By the way, I will keep looking at this code because I do need to use it.

Flexible script

Thanks a lot, I was looking for this function.

good work

Suppose I wish to list out the integer partitions of 10, using the numbers [1,2,3,4]? The solutions are easy to delineate. Look at the largest element of the candidate members of the partition, in this case, pivot around the number 4. How many times can 4 potentially appear in that sum? Clearly, we may be able to form the total of 10 by including the number 4 a total of 0, 1, or 2 times. If so, then we can reduce the problem.

If 4 appears twice, then we need to find the list of all partitions of 10 - 2*4 = 2, made from the set [1,2,3].

If 4 appears once, then we need to find the list of all partitions of 10 - 1*4 = 6, made from the set [1,2,3].

If 4 appears not at all, then we need to find the list of all partitions of 10 - 0*4 = 10, made from the set [1,2,3].

I can rigorously argue that this procedure must generate all solutions, and do so rather efficiently, to the extent that is possible.

Now, call partitions to solve the problem. See that the last two solutions in the set have 4 appearing twice. There are exactly 2 ways to solve that problem. Before that, we see there were 7 ways to solve the partitions of 6. And there were 14 ways to solve the problem with 4 never appearing at all.

>> partitions(10,1:4)
ans =
10 0 0 0
8 1 0 0
6 2 0 0
4 3 0 0
2 4 0 0
0 5 0 0
7 0 1 0
5 1 1 0
3 2 1 0
1 3 1 0
4 0 2 0
2 1 2 0
0 2 2 0
1 0 3 0
6 0 0 1
4 1 0 1
2 2 0 1
0 3 0 1
3 0 1 1
1 1 1 1
0 0 2 1
2 0 0 2
0 1 0 2

While partitions has other arguments that complicate the problem slightly by constraining the solution, the basic approach is exactly the same. Simply pivot around the largest member of the set of candidates to form that sum. Once you have determined the number of times 4 may appear in the sum, you can forget about it, and then worry about the rest.

Of course, had I tried to solve the problem partitions(500,1:500) by this approach, this would be a rather time (and memory) consuming task.

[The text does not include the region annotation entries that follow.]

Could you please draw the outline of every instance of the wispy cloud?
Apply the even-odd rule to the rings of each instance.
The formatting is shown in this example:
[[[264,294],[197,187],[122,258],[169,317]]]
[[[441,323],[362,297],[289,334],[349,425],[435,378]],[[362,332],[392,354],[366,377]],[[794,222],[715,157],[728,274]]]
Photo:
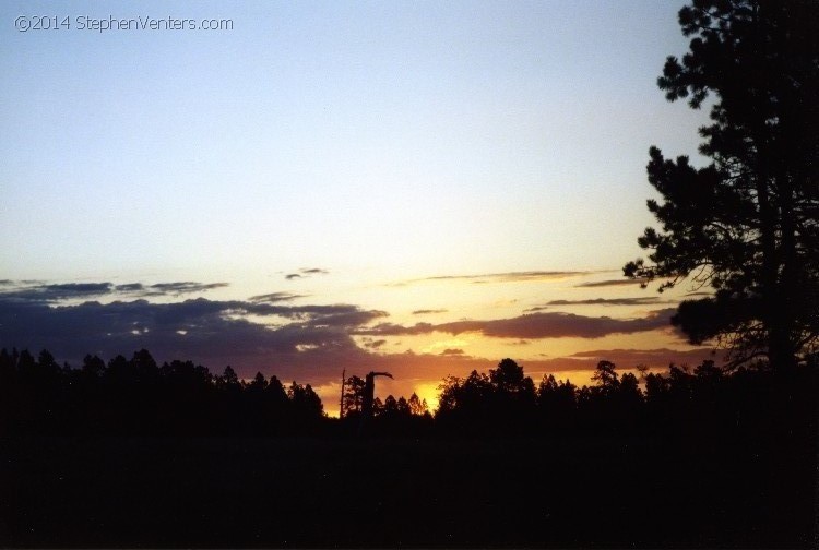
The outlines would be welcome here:
[[[228,286],[227,283],[157,283],[143,285],[128,283],[60,283],[46,284],[41,282],[7,280],[0,288],[0,299],[55,303],[68,300],[87,300],[103,297],[134,297],[150,298],[158,296],[181,296],[186,294],[204,292],[214,288]]]
[[[492,338],[601,338],[609,334],[631,334],[669,326],[675,309],[652,311],[644,318],[613,319],[609,316],[585,316],[574,313],[546,312],[520,315],[511,319],[484,321],[455,321],[450,323],[416,323],[403,326],[381,323],[363,330],[359,334],[371,336],[401,336],[430,334],[434,332],[462,334],[480,333]]]
[[[656,296],[639,298],[591,298],[587,300],[551,300],[546,306],[527,309],[526,311],[542,311],[549,306],[657,306],[676,303],[672,300],[661,300]]]
[[[402,280],[399,283],[392,283],[389,286],[406,286],[418,283],[430,283],[430,282],[447,282],[447,280],[465,280],[472,284],[487,284],[487,283],[525,283],[525,282],[542,282],[542,280],[556,280],[565,279],[570,277],[581,277],[597,272],[586,271],[524,271],[524,272],[507,272],[507,273],[483,273],[476,275],[437,275],[431,277],[422,277],[408,280]]]
[[[462,356],[464,355],[463,349],[461,348],[447,348],[443,351],[441,351],[442,356]]]
[[[321,267],[306,267],[295,273],[288,273],[287,275],[284,276],[284,278],[287,280],[294,280],[298,278],[310,277],[312,275],[328,275],[328,274],[330,274],[330,272],[327,270],[322,270]]]
[[[293,301],[297,298],[307,298],[307,296],[308,295],[296,295],[292,292],[271,292],[266,295],[251,296],[249,300],[256,302],[276,303],[283,301]]]
[[[607,279],[607,280],[592,280],[590,283],[580,283],[574,286],[577,288],[598,288],[598,287],[612,287],[612,286],[640,285],[641,283],[645,283],[645,279],[620,278],[620,279]]]

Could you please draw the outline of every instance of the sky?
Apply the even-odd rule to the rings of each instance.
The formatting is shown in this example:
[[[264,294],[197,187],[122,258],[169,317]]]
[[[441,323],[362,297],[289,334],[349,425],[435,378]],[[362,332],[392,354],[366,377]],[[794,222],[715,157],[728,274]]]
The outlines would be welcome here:
[[[4,2],[0,346],[232,364],[331,414],[343,370],[434,405],[505,357],[697,363],[668,321],[697,289],[621,274],[649,147],[701,160],[656,87],[680,7]]]

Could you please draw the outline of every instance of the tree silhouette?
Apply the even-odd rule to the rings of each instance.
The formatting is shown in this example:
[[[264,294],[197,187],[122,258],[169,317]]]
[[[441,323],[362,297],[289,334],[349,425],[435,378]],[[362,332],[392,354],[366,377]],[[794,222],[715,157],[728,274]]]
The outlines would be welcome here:
[[[692,343],[716,340],[733,364],[764,356],[792,370],[819,337],[819,3],[696,0],[679,12],[690,51],[658,79],[668,100],[709,96],[700,130],[711,164],[650,152],[649,210],[662,230],[638,240],[643,283],[686,277],[713,295],[686,300],[673,322]]]

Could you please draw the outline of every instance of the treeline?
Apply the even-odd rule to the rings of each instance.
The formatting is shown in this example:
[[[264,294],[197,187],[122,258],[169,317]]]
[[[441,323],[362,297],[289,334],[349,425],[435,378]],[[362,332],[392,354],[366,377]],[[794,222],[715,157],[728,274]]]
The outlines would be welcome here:
[[[600,361],[593,385],[545,375],[539,384],[503,359],[488,374],[450,376],[441,385],[438,430],[515,435],[739,437],[814,441],[817,363],[776,372],[764,363],[725,371],[713,361],[665,373],[620,375]]]
[[[79,369],[43,350],[0,350],[0,433],[272,435],[314,433],[323,406],[307,384],[285,386],[261,373],[239,380],[228,366],[213,375],[191,361],[158,366],[142,349]]]
[[[553,375],[539,383],[503,359],[488,373],[448,376],[435,416],[426,402],[376,399],[371,435],[816,435],[817,363],[776,372],[760,364],[726,372],[704,361],[662,374],[620,375],[597,364],[591,386]],[[191,361],[162,366],[146,350],[105,363],[86,356],[81,368],[59,366],[44,350],[0,351],[0,433],[276,435],[361,434],[361,379],[351,376],[343,418],[330,419],[309,384],[283,384],[258,373],[213,375]],[[807,439],[806,439],[807,438]]]

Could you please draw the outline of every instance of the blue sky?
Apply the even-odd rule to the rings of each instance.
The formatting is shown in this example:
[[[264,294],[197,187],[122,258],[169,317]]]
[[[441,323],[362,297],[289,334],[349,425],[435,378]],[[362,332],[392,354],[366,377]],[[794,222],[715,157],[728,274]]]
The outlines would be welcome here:
[[[566,288],[384,285],[617,277],[652,222],[649,146],[693,154],[704,120],[655,84],[687,49],[680,5],[5,2],[0,278],[224,282],[206,296],[392,315],[446,298],[486,319]],[[72,26],[20,33],[20,15]],[[99,33],[81,16],[233,29]],[[328,273],[284,277],[313,267]]]

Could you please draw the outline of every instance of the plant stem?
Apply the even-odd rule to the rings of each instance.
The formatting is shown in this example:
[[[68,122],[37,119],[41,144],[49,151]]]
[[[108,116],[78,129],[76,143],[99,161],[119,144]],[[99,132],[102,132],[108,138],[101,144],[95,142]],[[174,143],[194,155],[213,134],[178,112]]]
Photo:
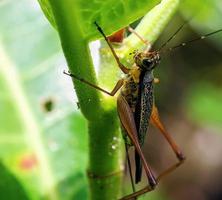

My vpi toolbox has a tool to enumerate the number of integer solutions:

>> numberOfPartitions(500)
ans =
2300165032574323995027

Or, if you prefer...

>> vpi2english(numberOfPartitions(500))
ans =
two sextillion, three hundred quintillion, one hundred sixty five quadrillion, thirty two trillion, five hundred seventy four billion, three hundred twenty three million, nine hundred ninety five thousand, twenty seven

But then, nothing I could do would solve that problem efficiently.

What algorithm is used or what is the theory behind how the partitions are generated by the program.

Thank you John! Its not an easy problem to solve yourself.

Excellent codes with helpful documentation.

Very helpful!

Very good code! Very helpful!
Excellent !!!!

a very useful snippet distinguished by excellent help (including sources of its algorithm), intuitive examples as well as a demo package, exhaustive error checking, good guidance for programmers, and a sleek computational engine.